LW: So, regarding religion and transhumanism: we’re always reminding people that “religion” and “belief” are not the same thing. I’m certain there are scholars of religion who would say that transhumanism has some features of a religion: a cosmology, a set of practices.

You do confirm in the book that many (most) transhumanists are atheists–but does that mean a simple refusal of God or gods? Or is it something more complicated?

R.U.:  I’ll start my response by quoting myself in the book:

“The transhuman future does indeed seem to make many of the same promises as most religions: an immortality in a sort of heavenly place (a technologically improved world, real or digital, where most or all of the ordinary difficulties of biological life are transcended).”

However, I don’t think transhumanism has a singular cosmology. Ask a dozen transhumanists for a cosmology or a cosmogony and you’ll probably get a dozen different answers, particularly since the big bang seems to be turning into a whimper. And there isn’t a set of practices at all.

Some people eat whatever they want, exercise little and wait for the technology to do it all. Some people take hundreds of nutrients; eat almost nothing; quantify their lives; do all kinds of exercises and on and on. And there are all sorts of points in-between. That’s why I have to laugh at people who refer to transhumanism as a cult. There are certainly more than a few people in transhumanism who would turn it into a cult if they could (although they wouldn’t acknowledge this), but most participants are too slippery.

I would say that some transhumanists and singularitarians are sort of religious about it in the sense that they have faith. If they are certain that humans can live 1,000 years (or forever); that we can make [artificial intelligences] that far exceed human intelligence; that we can upload our minds into another medium – then they are involved in faith. If, however, they look at the science and technology and think that these things are likely to be possible but they lack certainty, then they are just science-based optimists or commoners deciding to accept someone else’s science-based optimism.

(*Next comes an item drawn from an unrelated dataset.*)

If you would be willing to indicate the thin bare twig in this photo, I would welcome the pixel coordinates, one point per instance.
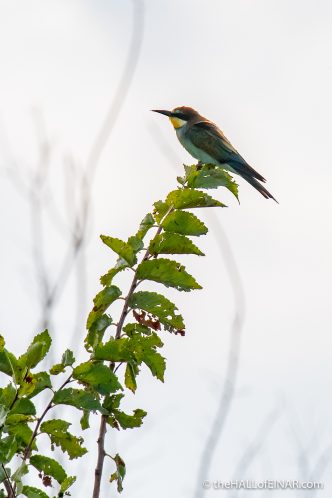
(7, 483)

Jay: I agree with what R.U. said. I do see some of what could be called cultish or religious energy in transhumanism, but that doesn’t make it a cult or a religion. That sort of energy manifests in many human endeavors: partisan politics, followers of boy bands, the seemingly eternal questions of Microsoft vs. Apple vs. Android.

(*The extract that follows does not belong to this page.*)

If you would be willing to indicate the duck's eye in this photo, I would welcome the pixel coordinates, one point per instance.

As for transhumanists and their ideas of God, it’s something about which I have limited knowledge. Certainly transhumanism can be considered another attempt to “immanentize the eschaton,” and a hubristic attempt to give humans godlike powers. Advocacy of those things seems to fit better with atheism and agnosticism than with many forms of religious belief, but there are religious transhumanists.

I also think that if Pierre Teilhard de Chardin were still alive, he’d read about the Singularity and say: “That sounds like what I called the Omega Point!”

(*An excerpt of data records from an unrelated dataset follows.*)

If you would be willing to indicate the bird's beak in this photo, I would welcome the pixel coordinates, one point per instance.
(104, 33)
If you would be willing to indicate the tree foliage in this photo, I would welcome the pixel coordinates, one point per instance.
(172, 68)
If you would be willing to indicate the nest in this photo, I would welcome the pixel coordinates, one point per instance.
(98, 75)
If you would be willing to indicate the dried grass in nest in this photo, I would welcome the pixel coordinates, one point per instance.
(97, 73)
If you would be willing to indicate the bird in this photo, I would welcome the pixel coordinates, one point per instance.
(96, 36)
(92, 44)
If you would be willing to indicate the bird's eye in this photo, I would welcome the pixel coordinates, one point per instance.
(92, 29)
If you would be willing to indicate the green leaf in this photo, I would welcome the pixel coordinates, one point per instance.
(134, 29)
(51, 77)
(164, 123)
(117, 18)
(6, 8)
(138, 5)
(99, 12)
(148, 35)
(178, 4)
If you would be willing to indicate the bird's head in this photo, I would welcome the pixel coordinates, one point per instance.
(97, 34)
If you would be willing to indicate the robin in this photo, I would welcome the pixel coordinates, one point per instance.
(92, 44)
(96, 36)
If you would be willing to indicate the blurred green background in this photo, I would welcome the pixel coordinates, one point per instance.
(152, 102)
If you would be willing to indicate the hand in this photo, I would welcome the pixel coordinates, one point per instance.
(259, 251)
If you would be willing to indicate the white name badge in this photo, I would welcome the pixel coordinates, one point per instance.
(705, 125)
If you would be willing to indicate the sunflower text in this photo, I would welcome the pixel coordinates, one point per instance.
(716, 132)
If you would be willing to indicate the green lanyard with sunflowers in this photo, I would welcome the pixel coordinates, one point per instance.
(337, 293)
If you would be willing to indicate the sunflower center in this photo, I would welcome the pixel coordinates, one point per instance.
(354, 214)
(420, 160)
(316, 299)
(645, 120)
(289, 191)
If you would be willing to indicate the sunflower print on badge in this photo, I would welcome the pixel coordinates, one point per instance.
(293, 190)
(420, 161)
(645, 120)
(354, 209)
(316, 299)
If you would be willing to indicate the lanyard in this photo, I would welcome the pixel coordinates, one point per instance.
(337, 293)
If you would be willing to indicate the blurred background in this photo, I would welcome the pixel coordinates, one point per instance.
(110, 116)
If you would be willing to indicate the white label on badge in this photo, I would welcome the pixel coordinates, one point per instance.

LW: I would be remiss if I didn’t ask you about what you say in the book regarding Mormons. Intriguing the idea that Mormon theology might have some kinship with transhumanist thinking. Is there something particularly American in both, maybe?

R.U.: It does seem that the idea that anything might be possible tends to be peculiarly (but not exclusively) American.The Mormons themselves seem to have a unique view among most offshoots of Christianity, at least according to the Mormon transhumanists. They seem to believe in a sort of heaven in the phenomenal world. Who knew?

Jay: Transhumanism does have an American flavor: a dissatisfaction with tradition and the status quo, a restless urge to improve. As for Mormons, I’m no scholar of religion but I’ve read that all religions start as cults, and it usually takes quite a long time for them to develop into full-blown religions. Mormons went from being a cult to a respectable religion quickly, which seems very American.